United’s cash position looks healthy. It has $21 billion in available liquidity, and it is making progress in cutting its operating losses. The airline said it is now burning through $9 million of cash a day, down from $19 million in the fourth quarter of 2020.

Indeed, United said it saw a “forward acceleration” in demand for new bookings in March and expects “positive average daily core cash flow moving forward.”

United’s $3.2 billion in revenue for the first quarter would be a decrease of 66% from the first quarter of 2019, coming in at the stronger end of its prior guidance for declines of 65% to 70%.

Those figures were positive, but investors may have wanted more, given that travel demand appears to be rapidly gaining momentum as more vaccines are distributed. About 1.5 million travelers are passing through security checkpoints daily in the U.S., down from 2.4 million in April 2019, but a huge jump back toward healthy travel volumes from a year ago. Analysts have also been raising their forecasts for first quarter and full-year 2021 revenues across much of the industry.

Still, as a full-service legacy carrier, United may not be benefiting as much from the increasing demand as low-cost airlines focused on the domestic leisure market. Indeed, United stock has underperformed shares of Spirit Airlines (SAVE), Allegiant Travel (ALGT), and Southwest Airlines (LUV) over the past six months.
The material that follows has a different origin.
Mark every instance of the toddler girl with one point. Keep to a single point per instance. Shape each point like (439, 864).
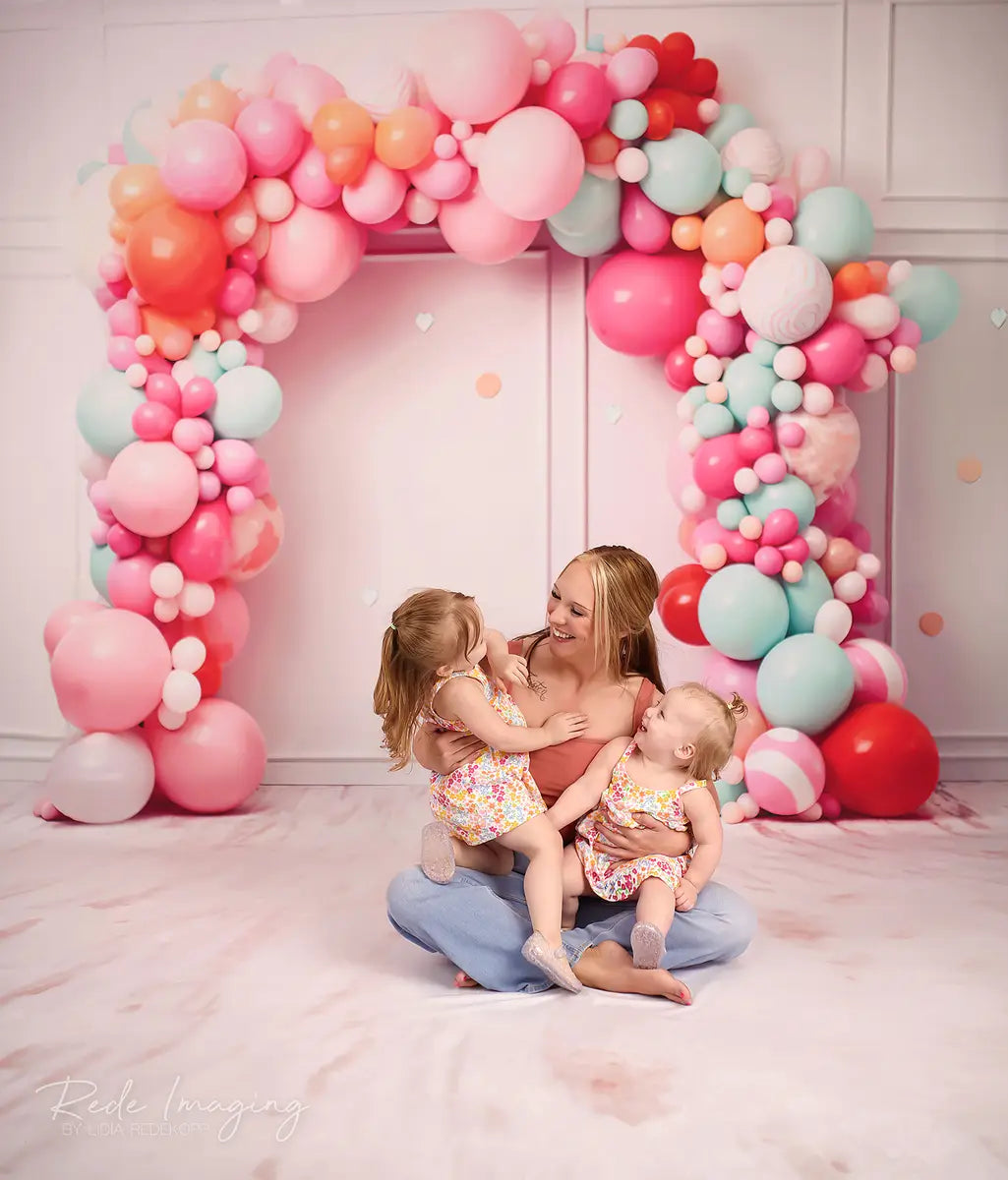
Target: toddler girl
(684, 738)
(490, 808)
Investors may need to see more signs of business and international travel picking up to push United ahead of the pack.

Morgan Stanley analyst Ravi Shanker upgraded the stock to an Equal-Weight rating last week, raising his price target to $65. But he wasn’t particularly bullish.

“The market is keen to see UAL’s go-to-market strategy on the revenue side as travelers return,” he wrote. “However, the legacy network footprint is a slightly bigger overhang than its network peers and the cap structure will likely take years to normalize, which could remain overhangs on the stock.”